Of course, Bitcoin is a shift from using banks as central trusted third parties. The latter maintain with integrity some ledger of payments, and each customer has an encrypted communication channel to that bank.

In a system such as Bitcoin, basically all information is pretty much public, so all payment amounts and who paid and where they got it from, are public; the only way you hide your identity is by using pseudo identities.

"If an employer were to pay staff with Bitcoins, I could sort of see who is paid on the same day I was paid, or at least know if my payment was average or I'm getting much less than others and so on. This is a problem for Bitcoin because now every employee must either use some extra means to hide his identity or face the prospect of having all his financial transactions deciphered," said Ben-Sasson.

Instead of transactions being in the open, if all you saw was cryptographic commitments nothing could be learned from these. But this presents potential problems concerning computational integrity, because you cannot check whether people have the funds to supply transactions.

"So Zerocash would prove the information encrypted inside one of these transactions; if you decrypt it you would see that the funds being transferred are the same as the funds appearing in a previous unspent transaction and you would see what that previous transaction was and so forth.

"The proof convinces you that payments are legitimate, that the balance is maintained. But you know nothing about where the money came from and who it's going to."

A problem for privacy solutions is scaling them; they tend to be quite computationally onerous, especially running on top of smart contracts on a blockchain, for instance.

Ben-Sasson said ZK proofs definitely take time and computational resources to run, although this would be improved by better engineering and by using more advanced computers. "The proof is like 300 bytes long but to generate it takes roughly 46 seconds. So, it's much longer than it would take you to generate a Bitcoin transaction, which just has a couple of digital signatures and takes less than a second.

"Checking these transactions is still pretty efficient. It takes like 10 milliseconds, so it's more than checking a Bitcoin transaction but it's not horrendous. I should also mention there is a lot of memory consumption required, you need a lot of RAM to generate one of these proofs. We will get these things down, and technology advances – it's not going to stay 46 seconds, but it is always going to be much more costly than Bitcoin."

Ben-Sasson is a scientist and not over-familiar with the world of private blockchains, but he said ZK proofs exist as open source code which can be forked and optimised for various use cases. "I hope that a lot of companies and endeavors use this to start off various private or other kinds of blockchains for other things.

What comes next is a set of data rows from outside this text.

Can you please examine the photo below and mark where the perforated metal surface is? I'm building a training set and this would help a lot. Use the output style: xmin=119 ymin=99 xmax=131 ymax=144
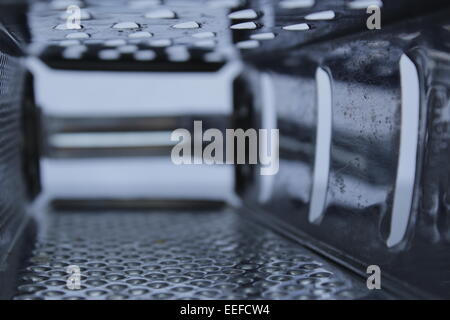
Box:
xmin=0 ymin=39 xmax=29 ymax=298
xmin=26 ymin=0 xmax=449 ymax=69
xmin=6 ymin=0 xmax=448 ymax=300
xmin=0 ymin=50 xmax=27 ymax=263
xmin=14 ymin=208 xmax=370 ymax=300
xmin=28 ymin=0 xmax=237 ymax=68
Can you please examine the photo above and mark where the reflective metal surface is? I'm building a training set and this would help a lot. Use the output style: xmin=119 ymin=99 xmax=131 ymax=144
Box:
xmin=0 ymin=8 xmax=30 ymax=298
xmin=236 ymin=6 xmax=450 ymax=298
xmin=14 ymin=205 xmax=374 ymax=300
xmin=0 ymin=0 xmax=449 ymax=300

"You would probably want to tweak some of the computations that go underneath. Just like people took Bitcoin, called it something else and used it only for transactions in some gaming community, for example, you could do the same thing."

In terms of the sort of optimisations for scaling to private blockchains, he pointed out that the lab tests were done using a strong server a couple of years ago; using one of today's cutting-edge $20k computer would make things work faster.

He said the number of transactions the system is going to deal with is a big factor. The complexity and the time it will take to generate the proof is proportional to how complicated the computation is itself.

"From the point of view of the ZK proofs, the only thing that matters is the number of gates or computational operations that you need to run the computation from start to end.

"But if you have a very long programme that you want to check; that the derivatives match or bonds have certain properties that have to compute, this can also have an effect."